Há uma religião verdadeira?

Hoje estreia em nosso blog mais uma colunista. Com vocês, Wanju Duli:


“A grande diversidade de religiões que existe no mundo dá origem ao que, na filosofia da religião, costuma ser chamado de problema do pluralismo religioso. A existência de ampla diversidade religiosa em várias culturas inevitavelmente nos obriga a perguntar quais são as implicações dessa diversidade para a verdade da religião em geral. Será que o fato de haver uma variedade de religiões no mundo significa que, de alguma forma, uma religião é tão legítima quanto qualquer outra? Ou significa que nenhuma delas pode pretender ser a detentora da verdade?”

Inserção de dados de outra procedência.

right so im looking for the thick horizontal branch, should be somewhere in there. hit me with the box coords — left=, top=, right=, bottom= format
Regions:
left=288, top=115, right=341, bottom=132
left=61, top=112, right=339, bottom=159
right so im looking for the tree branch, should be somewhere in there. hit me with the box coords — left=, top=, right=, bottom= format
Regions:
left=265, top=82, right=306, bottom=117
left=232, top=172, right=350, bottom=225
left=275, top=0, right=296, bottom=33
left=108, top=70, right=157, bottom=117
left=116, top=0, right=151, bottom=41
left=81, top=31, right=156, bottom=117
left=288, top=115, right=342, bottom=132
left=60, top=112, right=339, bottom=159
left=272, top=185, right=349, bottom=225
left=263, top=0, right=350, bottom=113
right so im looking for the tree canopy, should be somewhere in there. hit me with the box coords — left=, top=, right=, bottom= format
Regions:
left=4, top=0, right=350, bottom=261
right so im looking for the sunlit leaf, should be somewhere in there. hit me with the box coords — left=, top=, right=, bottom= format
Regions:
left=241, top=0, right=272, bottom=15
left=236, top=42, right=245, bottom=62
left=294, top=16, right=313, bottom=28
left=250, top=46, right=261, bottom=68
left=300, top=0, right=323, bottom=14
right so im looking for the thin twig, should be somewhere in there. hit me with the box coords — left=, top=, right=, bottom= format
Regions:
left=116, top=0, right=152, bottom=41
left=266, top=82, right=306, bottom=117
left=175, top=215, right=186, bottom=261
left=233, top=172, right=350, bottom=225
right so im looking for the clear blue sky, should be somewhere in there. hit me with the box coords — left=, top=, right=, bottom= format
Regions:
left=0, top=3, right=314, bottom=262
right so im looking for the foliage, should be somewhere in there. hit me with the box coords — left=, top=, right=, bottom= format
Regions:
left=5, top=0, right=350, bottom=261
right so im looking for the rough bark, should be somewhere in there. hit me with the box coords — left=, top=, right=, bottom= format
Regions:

(Religião. Conceitos-chave em filosofia, por Brendan Sweetman)

Nessa postagem eu irei me basear essencialmente no referido livro. Algumas vezes eu irei resumir conceitos apresentados nele. Porém, em boa parte das vezes irei reproduzir parágrafos inteiros da obra (entre aspas), tendo como finalidade que o argumento seja apresentado de forma mais detalhada, uma vez que o autor é um filósofo que conhece o tema em profundidade.

Brendan Sweetman apresenta três visões possíveis para responder a pergunta “Há uma religião verdadeira?”. São elas: exclusivismo religioso, pluralismo religioso e inclusivismo religioso. Iremos analisar cada uma delas.

Exclusivismo Religioso

Essa é a visão de que o caminho correto para a salvação só pode ser encontrado em uma religião. A posição estreita sustenta que só uma determinada denominação pode alcançar a salvação. A posição ampla aponta que membros de uma religião específica (digamos, cristã, independente do tipo de cristianismo) será salva.

Os exclusivistas religiosos de hoje se opõem ao termo “exclusivismo”, sugerindo em vez disso o termo “particularismo” (mais neutro).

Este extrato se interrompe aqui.